My career has felt like a long series of searches, and nothing is ever illuminated until I am practically standing right on top of it. Trying to get published, to get an agent, in the beginning, was crushing. I slipped back in my archives to see if I should share a post, found something painful, read a few lines, and closed it. You get the picture.
I remember when I found YA—that was a wonderful moment, and it took a long time to get there. I remember when I found an agent, that dream I’d been longing for and it had come true after dozens and dozens of rejections over the years with previous manuscripts. I remember when I discovered that being published wasn’t all balloons and inflatable palm trees on swimming pools, and I felt crushed by that somehow, but I also felt as if I’d known it was coming all along, because I somehow didn’t fully believe I was allowed to be there at all. I remember when I found a new publisher, a smaller publisher, Algonquin Young Readers, and actively chose to make a leap and not be with the “Big Six.” (Haha—it was six big publishers then… now it’s five.) That was right for me. And now, as I work on my new novel, I realize it’s become a solid home for me, and I want to pinch myself.
Earlier this month, I found a new place.
My first teaching residency at Vermont College of Fine Arts went so very well, even I swear while I was living in that tiny dorm room! There was a point when I called E one night and I was trying to explain how I felt about being there and I said that, before this, whenever I was teaching somewhere or doing an author thing I’d be trying to adapt myself into what I thought people wanted me to be. I’d be faking it till I made it, you know? I’d work to fit myself in and I’d try very hard and often I’d succeed and no one knew how hard it was, but then I’d be exhausted. Flattened. Drained. But there at VCFA, I told E, I felt like I was being myself. I was teaching as I would teach. I was talking as I would talk. I was genuinely interested and inspired and fired-up and excited by everything going on around me—and none of it was forced, none of it was me trying to fit in. I’ve never had a job like that where I felt like I could be entirely myself and that was the right person to be. The community welcomed me in, and it was all of them—the faculty, the staff, the students, all the wonderful and talented and dedicated and engaged students—that helped make it such a perfect fit.

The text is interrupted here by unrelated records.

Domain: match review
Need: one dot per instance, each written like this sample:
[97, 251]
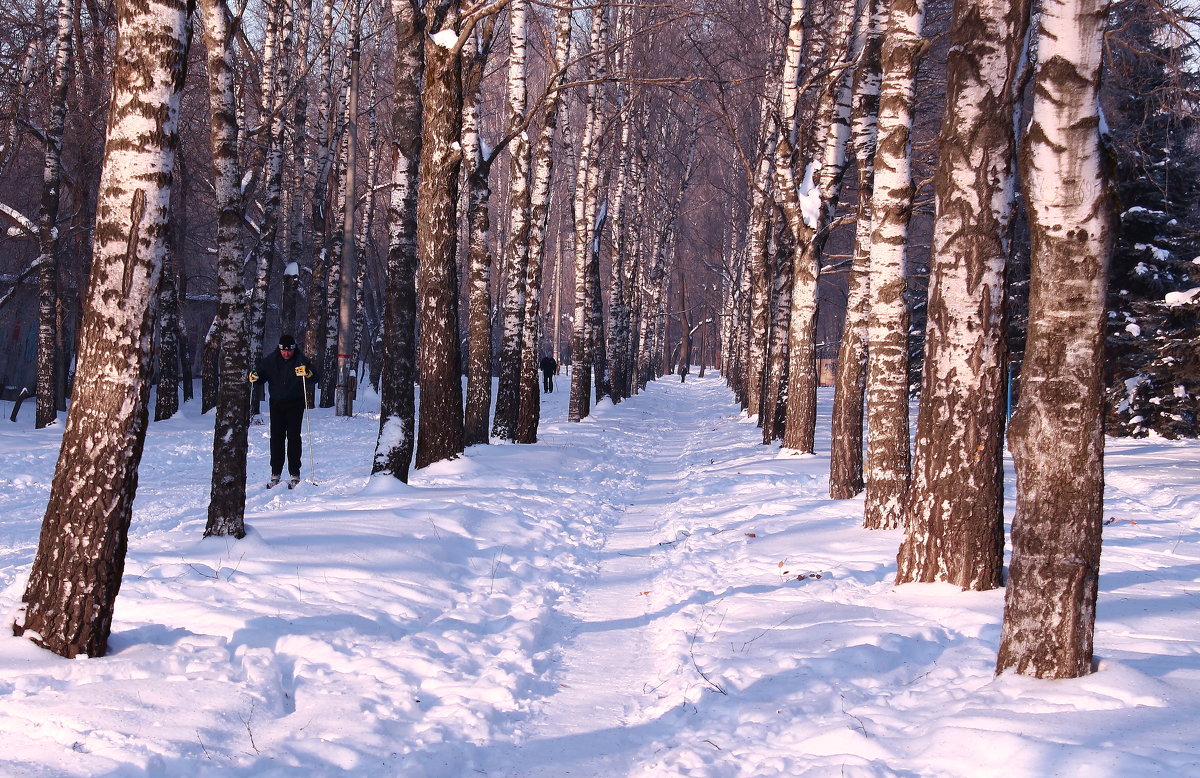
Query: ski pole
[307, 424]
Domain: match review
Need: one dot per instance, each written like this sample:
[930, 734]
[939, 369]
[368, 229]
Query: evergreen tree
[1153, 317]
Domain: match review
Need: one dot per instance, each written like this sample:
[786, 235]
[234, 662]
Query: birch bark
[955, 515]
[227, 498]
[846, 446]
[1057, 434]
[441, 420]
[586, 196]
[47, 223]
[516, 250]
[67, 605]
[397, 401]
[541, 174]
[892, 196]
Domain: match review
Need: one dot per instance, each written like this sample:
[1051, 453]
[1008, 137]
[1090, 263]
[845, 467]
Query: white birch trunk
[892, 196]
[1057, 434]
[76, 575]
[948, 538]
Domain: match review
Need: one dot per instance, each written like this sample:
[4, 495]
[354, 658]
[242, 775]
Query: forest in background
[426, 191]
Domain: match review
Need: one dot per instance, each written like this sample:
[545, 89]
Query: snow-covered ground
[651, 592]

(And yes, I will fully admit the residency was exhausting, but in a different manner… I slept, happily, for a few days after I got home, but my mind was buzzing.)
I’m back in New York now and about to embark on all the work that’s coming to me this semester—I have five students I’ll be advising over the course of the semester, and in February their first packets to me are due. So we’ll see how I feel after I make it through this very, very busy winter and spring. (Speaking of busy: I’m also teaching not one but two Djerassi workshops and going to the AWP conference in the middle of this, so wish me luck.)
But right now? I feel like I’ve found yet another new home.
Between Algonquin and VCFA, between the books I’m writing and the students I get to work with, I’m in a strange, bubbly, inflatable-palm-tree-on-a-pool kind of place.
Does this mean I’m happy?
How wild.
I was much better at blogging (and had more readers!) when I was angsty and unpublished and wanting to drown a box of rejection letters in the sea. But this is where I am right now…
Next up in life: Making a new home with E.
But, hey, I’ll stress about that later.